One of the highest class of Buddhist Tantra-s were known as Anuttarayoga Tantra (Tibetan: bla na med pa’i rgy) meaning Unexcelled Tantra. In the new schools of Tibetan Buddhism it is associated with the mahamudra route to enlightenment. In the Gelug tradition it is believed this Tantras originated from the teachings of the Buddha on how to transform sense pleasures into a quick path of enlightenment, and this in turn depended on the ability of the sadhaka to dissolve the prana into the central channel of awareness by force of concentrated meditation.
In the classification of the Dzogchen system, used by the Nyingma, anuttarayoga is equivalent to the Mahayoga tradition by which the seeker eventually reaches Buddhahood.

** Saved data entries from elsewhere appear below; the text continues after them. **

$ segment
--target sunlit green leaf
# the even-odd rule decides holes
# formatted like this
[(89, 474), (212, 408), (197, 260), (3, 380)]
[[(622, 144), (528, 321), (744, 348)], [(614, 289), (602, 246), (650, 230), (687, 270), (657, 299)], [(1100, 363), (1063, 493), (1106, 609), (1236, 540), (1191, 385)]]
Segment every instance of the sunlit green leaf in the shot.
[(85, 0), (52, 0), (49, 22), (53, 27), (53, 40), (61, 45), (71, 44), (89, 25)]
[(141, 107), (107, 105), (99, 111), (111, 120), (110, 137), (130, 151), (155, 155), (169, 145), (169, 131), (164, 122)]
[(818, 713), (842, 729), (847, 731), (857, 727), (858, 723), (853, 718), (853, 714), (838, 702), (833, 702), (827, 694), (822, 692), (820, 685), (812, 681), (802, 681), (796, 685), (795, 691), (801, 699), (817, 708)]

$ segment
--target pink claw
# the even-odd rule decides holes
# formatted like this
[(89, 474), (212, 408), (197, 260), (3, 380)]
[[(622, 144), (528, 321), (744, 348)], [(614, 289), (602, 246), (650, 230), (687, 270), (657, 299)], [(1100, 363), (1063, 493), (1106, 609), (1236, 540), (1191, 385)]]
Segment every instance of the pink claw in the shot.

This yoga is to be practiced only under instructions of a qualified Lama, and involves a plethora of techniques by which eventually the seeker unites his mindstream with that of the deity he is worshiping.
Five collections of Anuttarayoga tantras became prominent in Tibet initially: Guhyasamāja or ‘Esoteric Community’, Yamāntaka or ‘Death Conqueror’ (alternatively known as Vajrabhairava or ‘Vajra Terrifier’), Hevajra or ‘O, Vajra!’, Mahāmāyā or ‘Great Play of Illusion’ and Cakrasaṃvara or ‘Wheel of Great Bliss’. The Kālacakra or ‘Wheel of Time’ tantra, came about later. These were further subdivided into two major classes: Father Tantras and Mother Tantras and non-dual Tantras.
The practices which were popular during the reign of the Pala Empire in Eastern India, became known in Tibet as the Father Tantras or pha rgyud. They emphasized the use of anger as a method realizing the emptiness of Buddha nature. Whereas the yoginī-tantras became known in Tibet as ‘Mother Tantras’ (ma rgyud) emphasized the development of enlightened awareness or the mind of clear light or prabhāsvara, transforming desire (tṛṣṇā) through devotion. The most famous Tantra in this category was the Cakrasaṃvara, from which the practice of Vajrayogini evolved later on.
The 3rd category of Tantras were called non-dual which utilize both anger and desire as an antidote to delusion (avidyā). The most famous of this class of Tantras is the Kalachakra Tantra.